The band also shone covering the Jimi Hendrix standard 'Scuse Me While I Kiss the Sky', as Sancious traded his keyboard for a guitar and joined Miller and Sting in an intense axe exchange.
Sting pleased the crowd most with versions of his earlier solo work and his recordings with the Police. He and his band dusted off and polished 1980 gems such as 'Every Breath You Take', 'Message in a Bottle', 'Roxanne' and 'King of Pain' by frequently shifting tempos, improvising and jamming.
During Sting's encore - 'Fragile' - dreadlocked singer and percussionist Vinx, an opening performer with biting wit, joined him on stage.
(c) The Washington Post by Gil Griffin
Concert infused with energy...
With a third of the songs drawn from his new 'Soul Cages' album, Sting's current show could easily lapse into a bleak pop requiem.
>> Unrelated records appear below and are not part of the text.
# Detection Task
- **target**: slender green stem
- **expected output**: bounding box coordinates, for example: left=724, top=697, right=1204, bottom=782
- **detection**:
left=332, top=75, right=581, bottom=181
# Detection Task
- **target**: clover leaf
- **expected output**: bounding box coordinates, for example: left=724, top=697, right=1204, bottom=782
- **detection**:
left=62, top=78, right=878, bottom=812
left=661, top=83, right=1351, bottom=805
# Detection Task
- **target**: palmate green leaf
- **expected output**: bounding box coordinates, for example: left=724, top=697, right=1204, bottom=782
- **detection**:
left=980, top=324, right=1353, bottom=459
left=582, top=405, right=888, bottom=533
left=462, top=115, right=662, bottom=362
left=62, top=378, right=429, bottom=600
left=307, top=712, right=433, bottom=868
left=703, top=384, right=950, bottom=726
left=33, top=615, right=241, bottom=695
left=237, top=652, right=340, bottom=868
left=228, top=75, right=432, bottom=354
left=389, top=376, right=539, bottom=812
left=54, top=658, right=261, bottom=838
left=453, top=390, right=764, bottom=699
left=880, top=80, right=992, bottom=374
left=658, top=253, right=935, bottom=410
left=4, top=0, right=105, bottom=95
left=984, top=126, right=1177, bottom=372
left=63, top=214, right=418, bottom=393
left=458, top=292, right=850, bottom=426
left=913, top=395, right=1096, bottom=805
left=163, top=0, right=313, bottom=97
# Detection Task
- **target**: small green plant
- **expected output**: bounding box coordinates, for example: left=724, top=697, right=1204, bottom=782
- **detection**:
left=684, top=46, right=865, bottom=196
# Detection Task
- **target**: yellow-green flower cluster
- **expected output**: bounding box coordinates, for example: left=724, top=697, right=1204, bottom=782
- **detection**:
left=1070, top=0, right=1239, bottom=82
But the eclectic British pop star never lets the material's somber themes of grief and longing overwhelm his exuberance for the music, especially the boisterous jazz and world-beat rhythms that infuse his concerts with energy.
The show erupts with a 'Soul Cages' flurry: 'All This Time', 'Mad About You', 'Jeremiah Blues' and 'Why Should I Cry for You?', all brightened by carbonated arrangements.
Because Sting is a literary-minded songwriter and outspoken social activist, his performance gifts are often overshadowed by his reputation as an aloof intellectual. Yet he is one of few rock stars who, in a live setting, can improve upon his recorded work. His crisp, spry vocals easily expand to arena size, and he plays bass with a relaxed deftness that allows confident forays into jazzy improvisation.
Even with a skeletal crew - guitarist Dominic Miller, keyboardist David Sancious and drummer Vinnie Colaiuta - Sting creates a musical fullness that doesn't require hole-plugging with decibels and glitter.
The show's pulse races to dance speed when Sting revives Police classics like 'Message in a Bottle' and the pop-reggae stomp, 'Roxanne'. He also turns in a respectable rendition of Jimi Hendrix's 'Purple Haze' (less remarkable than his gossamer take on 'Little Wing').
While the pace may slow during 'Soul Cages' slices like the funk-tailored title track and a dreamy meandering through 'The Wild Wild Sea', the show's heartbeat never stops. In fact, languid numbers like 'Every Breath You Take' and a stirring cover of Bill Withers' 'Ain't No Sunshine' are riveting highlights.